# Why Most Published Research Findings are False

Writing in PLoS Medicine, John Ioannidis says:

There is increasing concern that in modern research, false findings may be the majority or even the vast majority of published research claims. However, this should not be surprising. It can be proven that most claimed research findings are false.

Ioannidis presents a Bayesian analysis of the problem which most people will find utterly confusing. Here’s the idea in a diagram.

Suppose there are 1000 possible hypotheses to be tested. There are an infinite number of false hypotheses about the world and only a finite number of true hypotheses so we should expect that most hypotheses are false. Let us assume that of every 1000 hypotheses 200 are true and 800 false.

It is inevitable in a statistical study that some false hypotheses are accepted as true. In fact, standard statistical practice guarantees that at least 5% of false hypotheses are accepted as true. Thus, out of the 800 false hypotheses 40 will be accepted as “true,” i.e. statistically significant.

It is also inevitable in a statistical study that we will fail to accept some true hypotheses (Yes, I do know that a proper statistician would say “fail to reject the null when the null is in fact false,” but that is ugly). It’s hard to say what the probability is of not finding evidence for a true hypothesis because it depends on a variety of factors such as the sample size but let’s say that of every 200 true hypotheses we will correctly identify 120 or 60%. Putting this together we find that of every 160 (120+40) hypotheses for which there is statistically significant evidence only 120 will in fact be true or a rate of 75% true.

(By the way, the multiplying factors in the diagram are for those who wish to compare with Ioannidis’s notation.)

Ioannidis says *most* published research findings are false. This is plausible in his field of medicine where it is easy to imagine that there are more than 800 false hypotheses out of 1000. In medicine, there is hardly any theory to exclude a hypothesis from being tested. Want to avoid colon cancer? Let’s see if an apple a day keeps the doctor away. No? What about a serving of bananas? Let’s try vitamin C and don’t forget red wine. Studies in medicine also have notoriously small sample sizes. Lots of studies that make the NYTimes involve less than 50 people – that reduces the probability that you will accept a true hypothesis and raises the probability that the typical study is false.

So economics does ok on the main factors in the diagram but there are other effects which also reduce the probability the typical result is true and economics has no advantages on these – see the extension.

Sadly, things get really bad when lots of researchers are chasing the same set of hypotheses. Indeed, the larger the number of researchers the more likely the average result is to be false! The easiest way to see this is to note that when we have lots of researchers every true hypothesis will be found to be true but eventually so will every false hypothesis. Thus, as the number of researchers increases, the probability that a given result is true goes to the probability in the population, in my example 200/1000 or 20 percent.

A meta analysis will go some way to fixing the last problem so the point is not that knowledge declines with the number of researchers but

rather that with lots of researchers every crackpot theory will have at least one scientific study that it can cite in it’s support.

The meta analysis approach, however, will work well only if the results that are published reflect the results that are discovered. But editors and referees (and authors too) like results which reject the null – i.e. they want to see a theory that is supported not a paper that says we tried this and this and found nothing (which seems like an admission of failure).

Brad DeLong and Kevin Lang wrote a classic paper suggesting that one of the few times that journals will accept a paper that fails

to reject the null is when the *evidence against the null is strong *(and thus failing to reject the null is considered surprising and

important).
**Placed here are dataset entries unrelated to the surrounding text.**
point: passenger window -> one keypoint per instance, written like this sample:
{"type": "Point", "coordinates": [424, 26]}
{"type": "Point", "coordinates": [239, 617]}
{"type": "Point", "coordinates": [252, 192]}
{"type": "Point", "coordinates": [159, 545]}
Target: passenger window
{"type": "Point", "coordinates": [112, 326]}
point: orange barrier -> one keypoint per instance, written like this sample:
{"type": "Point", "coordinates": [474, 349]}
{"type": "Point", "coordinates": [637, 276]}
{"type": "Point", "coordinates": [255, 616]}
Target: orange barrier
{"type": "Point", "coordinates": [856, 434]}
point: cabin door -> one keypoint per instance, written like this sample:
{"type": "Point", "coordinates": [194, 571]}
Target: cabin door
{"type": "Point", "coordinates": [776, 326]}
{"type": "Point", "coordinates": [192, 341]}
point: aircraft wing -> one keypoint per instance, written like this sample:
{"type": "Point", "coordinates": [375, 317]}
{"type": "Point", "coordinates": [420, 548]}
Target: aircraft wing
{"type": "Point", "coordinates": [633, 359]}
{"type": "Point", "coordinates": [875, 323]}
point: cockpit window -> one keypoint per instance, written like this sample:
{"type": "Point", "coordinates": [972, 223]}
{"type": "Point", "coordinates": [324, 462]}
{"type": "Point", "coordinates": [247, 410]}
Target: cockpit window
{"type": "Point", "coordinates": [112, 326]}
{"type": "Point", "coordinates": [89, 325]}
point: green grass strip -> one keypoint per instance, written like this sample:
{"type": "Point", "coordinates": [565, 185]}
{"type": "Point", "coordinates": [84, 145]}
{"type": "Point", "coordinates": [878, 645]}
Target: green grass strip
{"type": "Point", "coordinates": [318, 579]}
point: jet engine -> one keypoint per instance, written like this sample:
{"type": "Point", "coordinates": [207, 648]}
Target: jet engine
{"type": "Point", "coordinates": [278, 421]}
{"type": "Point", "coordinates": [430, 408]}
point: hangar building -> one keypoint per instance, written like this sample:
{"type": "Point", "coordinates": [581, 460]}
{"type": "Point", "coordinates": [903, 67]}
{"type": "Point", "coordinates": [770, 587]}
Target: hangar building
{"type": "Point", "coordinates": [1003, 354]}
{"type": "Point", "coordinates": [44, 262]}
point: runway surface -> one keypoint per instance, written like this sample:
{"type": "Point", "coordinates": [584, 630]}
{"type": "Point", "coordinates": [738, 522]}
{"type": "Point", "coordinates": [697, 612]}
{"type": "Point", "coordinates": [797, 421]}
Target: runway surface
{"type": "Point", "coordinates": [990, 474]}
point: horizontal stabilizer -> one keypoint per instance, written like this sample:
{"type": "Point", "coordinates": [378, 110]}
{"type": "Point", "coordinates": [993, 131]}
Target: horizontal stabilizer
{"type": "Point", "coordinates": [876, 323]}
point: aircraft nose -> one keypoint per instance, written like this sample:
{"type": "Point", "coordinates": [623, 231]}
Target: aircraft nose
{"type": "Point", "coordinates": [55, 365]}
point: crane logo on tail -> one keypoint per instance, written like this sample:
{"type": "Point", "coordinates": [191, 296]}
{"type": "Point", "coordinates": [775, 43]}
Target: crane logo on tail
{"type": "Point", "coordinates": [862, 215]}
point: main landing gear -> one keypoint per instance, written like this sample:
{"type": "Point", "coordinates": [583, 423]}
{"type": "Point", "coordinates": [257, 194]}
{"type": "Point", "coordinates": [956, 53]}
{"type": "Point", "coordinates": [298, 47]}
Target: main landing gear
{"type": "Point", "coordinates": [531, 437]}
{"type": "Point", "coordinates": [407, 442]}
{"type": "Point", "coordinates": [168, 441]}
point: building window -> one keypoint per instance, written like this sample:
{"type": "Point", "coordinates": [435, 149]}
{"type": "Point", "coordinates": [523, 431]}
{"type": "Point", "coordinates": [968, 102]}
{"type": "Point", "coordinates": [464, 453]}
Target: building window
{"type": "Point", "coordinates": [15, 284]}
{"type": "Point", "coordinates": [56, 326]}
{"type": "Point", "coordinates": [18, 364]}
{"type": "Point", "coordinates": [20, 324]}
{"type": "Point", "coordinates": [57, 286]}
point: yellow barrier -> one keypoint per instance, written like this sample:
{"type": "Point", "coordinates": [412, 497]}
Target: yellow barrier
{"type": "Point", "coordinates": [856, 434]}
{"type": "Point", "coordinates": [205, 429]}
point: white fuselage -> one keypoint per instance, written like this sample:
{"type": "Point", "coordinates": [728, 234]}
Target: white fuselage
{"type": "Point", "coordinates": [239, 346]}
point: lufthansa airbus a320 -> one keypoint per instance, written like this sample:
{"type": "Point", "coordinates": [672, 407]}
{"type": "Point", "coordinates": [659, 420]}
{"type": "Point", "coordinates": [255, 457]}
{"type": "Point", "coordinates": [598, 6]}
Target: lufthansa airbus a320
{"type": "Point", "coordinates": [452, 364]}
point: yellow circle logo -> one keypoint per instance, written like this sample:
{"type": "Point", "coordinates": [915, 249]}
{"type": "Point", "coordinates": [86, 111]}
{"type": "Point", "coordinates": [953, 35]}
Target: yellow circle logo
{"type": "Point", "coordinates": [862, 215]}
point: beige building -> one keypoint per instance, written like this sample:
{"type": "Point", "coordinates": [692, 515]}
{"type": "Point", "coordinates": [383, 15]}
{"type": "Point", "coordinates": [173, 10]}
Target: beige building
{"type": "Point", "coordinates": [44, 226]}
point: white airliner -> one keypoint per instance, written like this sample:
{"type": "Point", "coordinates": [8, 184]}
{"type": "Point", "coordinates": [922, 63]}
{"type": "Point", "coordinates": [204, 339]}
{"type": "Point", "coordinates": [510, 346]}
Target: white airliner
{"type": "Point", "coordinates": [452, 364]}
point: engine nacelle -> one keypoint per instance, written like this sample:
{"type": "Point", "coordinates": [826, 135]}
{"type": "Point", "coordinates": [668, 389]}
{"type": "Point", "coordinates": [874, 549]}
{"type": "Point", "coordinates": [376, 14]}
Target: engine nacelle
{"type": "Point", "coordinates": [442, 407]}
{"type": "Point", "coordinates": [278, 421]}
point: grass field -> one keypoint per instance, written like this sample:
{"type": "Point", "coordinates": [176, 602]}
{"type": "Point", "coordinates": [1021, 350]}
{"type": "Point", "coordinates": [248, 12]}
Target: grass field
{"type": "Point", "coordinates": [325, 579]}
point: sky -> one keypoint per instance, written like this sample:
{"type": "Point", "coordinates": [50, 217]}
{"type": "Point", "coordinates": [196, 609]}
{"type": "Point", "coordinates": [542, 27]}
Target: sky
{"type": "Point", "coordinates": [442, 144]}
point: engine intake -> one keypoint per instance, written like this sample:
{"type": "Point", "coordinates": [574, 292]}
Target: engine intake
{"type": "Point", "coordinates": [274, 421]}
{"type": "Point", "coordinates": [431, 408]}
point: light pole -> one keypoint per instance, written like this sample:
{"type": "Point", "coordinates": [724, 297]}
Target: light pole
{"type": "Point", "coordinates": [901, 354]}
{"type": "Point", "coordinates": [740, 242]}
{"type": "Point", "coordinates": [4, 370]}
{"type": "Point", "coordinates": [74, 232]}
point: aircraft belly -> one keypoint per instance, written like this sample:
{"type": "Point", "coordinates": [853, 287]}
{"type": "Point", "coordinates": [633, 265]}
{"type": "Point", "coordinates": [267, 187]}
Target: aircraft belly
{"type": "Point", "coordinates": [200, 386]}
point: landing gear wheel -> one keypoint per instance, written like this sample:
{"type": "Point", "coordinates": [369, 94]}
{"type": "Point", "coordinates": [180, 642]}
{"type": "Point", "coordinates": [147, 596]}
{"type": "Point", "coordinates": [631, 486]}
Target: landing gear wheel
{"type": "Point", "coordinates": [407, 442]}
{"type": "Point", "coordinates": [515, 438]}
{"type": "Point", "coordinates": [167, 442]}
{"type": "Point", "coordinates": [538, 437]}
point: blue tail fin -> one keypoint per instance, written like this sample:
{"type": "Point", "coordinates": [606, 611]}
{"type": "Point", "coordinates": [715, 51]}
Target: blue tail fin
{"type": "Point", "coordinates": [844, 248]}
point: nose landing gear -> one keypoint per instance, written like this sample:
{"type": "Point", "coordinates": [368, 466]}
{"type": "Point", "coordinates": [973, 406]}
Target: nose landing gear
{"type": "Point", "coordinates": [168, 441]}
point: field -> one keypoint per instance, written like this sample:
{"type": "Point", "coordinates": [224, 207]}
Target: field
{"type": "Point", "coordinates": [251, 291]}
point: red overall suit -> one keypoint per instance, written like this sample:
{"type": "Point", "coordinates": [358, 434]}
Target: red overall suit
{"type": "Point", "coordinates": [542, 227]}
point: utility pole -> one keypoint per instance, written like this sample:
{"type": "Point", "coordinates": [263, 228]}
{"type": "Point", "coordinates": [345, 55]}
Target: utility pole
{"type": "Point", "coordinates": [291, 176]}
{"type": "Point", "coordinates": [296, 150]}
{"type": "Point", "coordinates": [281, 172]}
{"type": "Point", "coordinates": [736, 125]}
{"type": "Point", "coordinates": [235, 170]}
DeLong and Lang show that this can result in a paradox. Taken on its own, a paper which fails to reject the null provides evidence in favor of the null, i.e. against the alternative hypothesis and so should increase the probability that a rational person thinks the null is true. But when a rational person takes into account the selection effect, the fact that the only time papers which fail to reject the null are published is when the evidence against the null is strong, the *publication* of a paper failing to reject the null can cause him to increase his belief in the alternative theory!

What can be done about these problems? (Some cribbed straight from Ioannidis and some my own suggestions.)

1) In evaluating any study try to take into account the amount of background noise. That is, remember that the more hypotheses which are tested and the less selection which goes into choosing hypotheses the more likely it is that you are looking at noise.

2) Bigger samples are better. (But note that even big samples won’t help to solve the problems of observational studies which is a whole other problem).

3) Small effects are to be distrusted.

4) Multiple sources and types of evidence are desirable.

5) Evaluate literatures not individual papers.

6) Trust empirical papers which test other people’s theories more than empirical papers which test the author’s theory.

7) As an editor or referee, don’t reject papers that fail to reject the null.